According to authorities, the all-inclusive package covers airfare for the expecting mother, city tours, pre- and post-partum care, customized meals three times a day, maid services, and even English lessons for new moms.
But a slew of complaints has gotten the attention of U.S. law enforcement and the crackdown has begun.
While the primary target are Chinese and Koreans living in the States due to the large numbers participating in the scam, the practice is growing increasingly popular with Nigerian, Taiwanese and Turkish nationals according to one study.
Mexicans living and working in the States under work visas are also known to widely take advantage of the American Constitution’s 14th Amendment, which grants any child born on U.S. soil automatic citizenship.

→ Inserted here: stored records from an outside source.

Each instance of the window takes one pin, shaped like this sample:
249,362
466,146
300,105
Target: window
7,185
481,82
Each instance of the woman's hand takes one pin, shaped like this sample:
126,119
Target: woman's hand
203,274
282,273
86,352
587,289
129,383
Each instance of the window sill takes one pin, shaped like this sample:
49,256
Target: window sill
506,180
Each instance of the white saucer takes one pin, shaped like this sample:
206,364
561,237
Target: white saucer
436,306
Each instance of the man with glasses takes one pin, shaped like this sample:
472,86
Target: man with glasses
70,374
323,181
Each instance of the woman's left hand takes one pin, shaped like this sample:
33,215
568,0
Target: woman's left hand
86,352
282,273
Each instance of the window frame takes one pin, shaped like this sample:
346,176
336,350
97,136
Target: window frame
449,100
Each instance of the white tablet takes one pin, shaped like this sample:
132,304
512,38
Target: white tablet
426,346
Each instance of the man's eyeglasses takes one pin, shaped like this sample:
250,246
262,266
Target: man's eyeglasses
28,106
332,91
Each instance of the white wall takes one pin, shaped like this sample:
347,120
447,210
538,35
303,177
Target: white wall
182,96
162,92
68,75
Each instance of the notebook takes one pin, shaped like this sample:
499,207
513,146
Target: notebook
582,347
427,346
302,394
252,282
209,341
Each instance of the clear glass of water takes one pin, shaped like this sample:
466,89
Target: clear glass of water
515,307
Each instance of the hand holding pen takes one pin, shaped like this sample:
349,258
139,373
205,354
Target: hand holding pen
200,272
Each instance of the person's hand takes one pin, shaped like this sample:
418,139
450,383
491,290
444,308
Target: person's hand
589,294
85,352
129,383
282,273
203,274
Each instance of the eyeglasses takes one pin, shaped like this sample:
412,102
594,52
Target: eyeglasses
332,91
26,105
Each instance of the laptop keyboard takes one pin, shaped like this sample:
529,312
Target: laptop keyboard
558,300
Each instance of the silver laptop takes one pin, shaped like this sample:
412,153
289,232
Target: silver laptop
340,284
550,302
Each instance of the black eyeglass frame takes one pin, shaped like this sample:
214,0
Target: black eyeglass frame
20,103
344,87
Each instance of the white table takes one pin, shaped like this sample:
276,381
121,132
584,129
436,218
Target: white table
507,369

When those children turn 21 they then qualify for the “family reunification” statute which allows their family to petition for permanent residence –which most often is granted.
Just a few weeks back a Chinese-run mansion subdivided into 17 bedrooms and 17 bathrooms, was shut down for code enforcement violations –at the moment the only legal recourse available to authorities.
The front of one of the maternity hotels. Officials said they could not determine exactly how many women had been there and how many births took place.
Koreans reportedly run dozens of these facilities in Los Angeles and have recently come under increasing scrutiny by U.S. officials.
“We’re all keeping a careful lookout,’’ said Kim, a maternity helper who refused to give her full name during a recent interview with The Korea Times.
According to Kim, more than 20 expectant and new moms are currently housed in the unit where she has been working for the past two years.
“It’s a busy place. People constantly come and go,’’ she said, adding that some women stay on a tight two-month schedule, but most stay for three months, the allowed time in the U.S. under the Visa Waiver Program (VWP).
Following the closing of a “maternity hotel” last year in San Gabriel, California, a city inspector told a New York Times reporter:
These were not women living in squalor — it was a well taken care of place and clean, but there were a lot of women and babies,” said Clayton Anderson, a city inspector. “I have never seen anything like this before. We really couldn’t determine the exact number of people living there.
This could be another nail in the what could be the coffin of the Korea-U.S. Visa Waiver Program (VWP) agreed upon between the two countries a little over four years ago. The VWP has been criticized in recent years as a wave of Korean prostitutes and pimps using easy access to America to set up shop have caused great concern with both Korean and U.S. authorities.
Those who should perhaps be most concerned are the tens-of-thousands of Korean tourists who legally visit the United States every year thanks to the VWP.